It's unclear that Iran would risk a confrontation with the United States in Iraq even if the mullahs do believe that they are next on Bush's invasion list. But the mullahs are famous for misunderstanding US politics, just as Americans have failed repeatedly to understand Iran's.
In a way, the neocons' Iran project is very similar to the early phase of their Iraq one. It includes a steady drumbeat of threats and warnings, Washington lobbying, a media offensive and support for exile groups--in Iran's case a mishmash that combines supporters of Khomeini's grandson; Reza Pahlavi, the son of the fallen Shah, and the Iranian monarchists; and the Mujaheddin e-Khalq (MEK), a 3,800-strong exile force based in Iraq. In one of the strangest events ever to occur at a Washington think tank, last September Khomeini's grandson--dressed in rough-hewn black and brown robes and crowned by a turban, with dark brooding eyes like his grandfather's--took the podium at AEI, introduced by Michael Ledeen, to call for US assistance to overthrow the Iranian government. He even welcomed an alliance with the Pahlavi monarchists.
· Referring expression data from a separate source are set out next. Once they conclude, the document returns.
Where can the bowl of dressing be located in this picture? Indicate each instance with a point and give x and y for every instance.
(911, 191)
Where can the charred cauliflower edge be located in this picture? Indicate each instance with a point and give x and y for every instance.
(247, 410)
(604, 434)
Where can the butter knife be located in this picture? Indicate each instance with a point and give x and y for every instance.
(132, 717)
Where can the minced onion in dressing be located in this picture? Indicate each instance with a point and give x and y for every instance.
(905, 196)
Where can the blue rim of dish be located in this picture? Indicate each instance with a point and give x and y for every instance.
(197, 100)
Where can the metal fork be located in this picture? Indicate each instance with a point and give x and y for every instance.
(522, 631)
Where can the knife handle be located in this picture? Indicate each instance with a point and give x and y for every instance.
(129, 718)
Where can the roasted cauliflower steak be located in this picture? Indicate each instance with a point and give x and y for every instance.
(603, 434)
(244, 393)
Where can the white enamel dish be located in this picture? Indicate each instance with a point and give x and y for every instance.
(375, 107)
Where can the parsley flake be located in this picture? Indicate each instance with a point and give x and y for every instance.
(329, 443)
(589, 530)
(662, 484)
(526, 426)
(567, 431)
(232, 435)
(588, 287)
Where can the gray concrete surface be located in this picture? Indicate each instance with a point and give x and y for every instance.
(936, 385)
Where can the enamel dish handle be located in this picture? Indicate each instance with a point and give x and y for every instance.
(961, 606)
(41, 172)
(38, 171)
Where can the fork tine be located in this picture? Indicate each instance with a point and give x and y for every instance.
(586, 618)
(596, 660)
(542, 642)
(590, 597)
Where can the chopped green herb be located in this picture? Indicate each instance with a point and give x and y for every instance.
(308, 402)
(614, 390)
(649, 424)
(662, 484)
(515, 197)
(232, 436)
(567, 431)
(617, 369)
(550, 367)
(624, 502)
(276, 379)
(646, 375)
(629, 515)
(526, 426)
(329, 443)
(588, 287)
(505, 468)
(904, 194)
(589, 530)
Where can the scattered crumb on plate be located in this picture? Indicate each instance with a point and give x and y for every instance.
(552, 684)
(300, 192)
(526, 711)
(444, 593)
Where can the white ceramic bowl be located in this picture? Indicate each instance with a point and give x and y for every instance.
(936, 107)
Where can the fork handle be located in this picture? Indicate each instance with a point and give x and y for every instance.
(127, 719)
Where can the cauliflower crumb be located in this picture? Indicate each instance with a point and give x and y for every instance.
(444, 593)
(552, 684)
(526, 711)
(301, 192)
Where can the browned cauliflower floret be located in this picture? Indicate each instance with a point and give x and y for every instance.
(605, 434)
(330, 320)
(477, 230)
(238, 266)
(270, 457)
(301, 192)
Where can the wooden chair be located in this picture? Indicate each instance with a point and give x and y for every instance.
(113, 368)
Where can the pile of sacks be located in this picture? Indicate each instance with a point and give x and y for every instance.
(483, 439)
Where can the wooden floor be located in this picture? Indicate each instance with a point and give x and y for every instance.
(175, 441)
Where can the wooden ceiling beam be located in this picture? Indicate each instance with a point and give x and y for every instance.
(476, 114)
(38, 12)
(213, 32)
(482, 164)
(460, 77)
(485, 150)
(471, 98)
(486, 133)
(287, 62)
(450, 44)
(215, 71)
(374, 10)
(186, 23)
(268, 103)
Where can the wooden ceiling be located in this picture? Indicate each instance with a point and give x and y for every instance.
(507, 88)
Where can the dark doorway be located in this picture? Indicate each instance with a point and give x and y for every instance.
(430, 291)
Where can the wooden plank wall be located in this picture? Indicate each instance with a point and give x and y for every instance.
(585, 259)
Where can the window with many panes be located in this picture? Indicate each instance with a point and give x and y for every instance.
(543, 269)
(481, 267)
Many analysts view the prospects of a Pahlavi-Khomeini-MEK alliance with exceeding skepticism. And they note that the neocons, having bungled Iraq, don't have a lot of credibility left on Middle East policy. But it would be wrong to count them out. A former CIA officer who took part in the debate over Iraq policy in the 1990s recalls how the neocons ultimately prevailed. "The neocons had this idea of working with the Iraqi opposition to arm and train them and to overthrow Saddam Hussein, and people like me said, 'That is really stupid,'" he says. "But you get people to think about it, you get the President engaged, then options expand and then when opportunities come along, you seize them. That's what they did. They got people to buy in. Before September 11, people told them, 'It's never going to happen.' Come September 12, the rules changed." An explosion in Iraq, and some Iranian mischief there, and the rules could change again.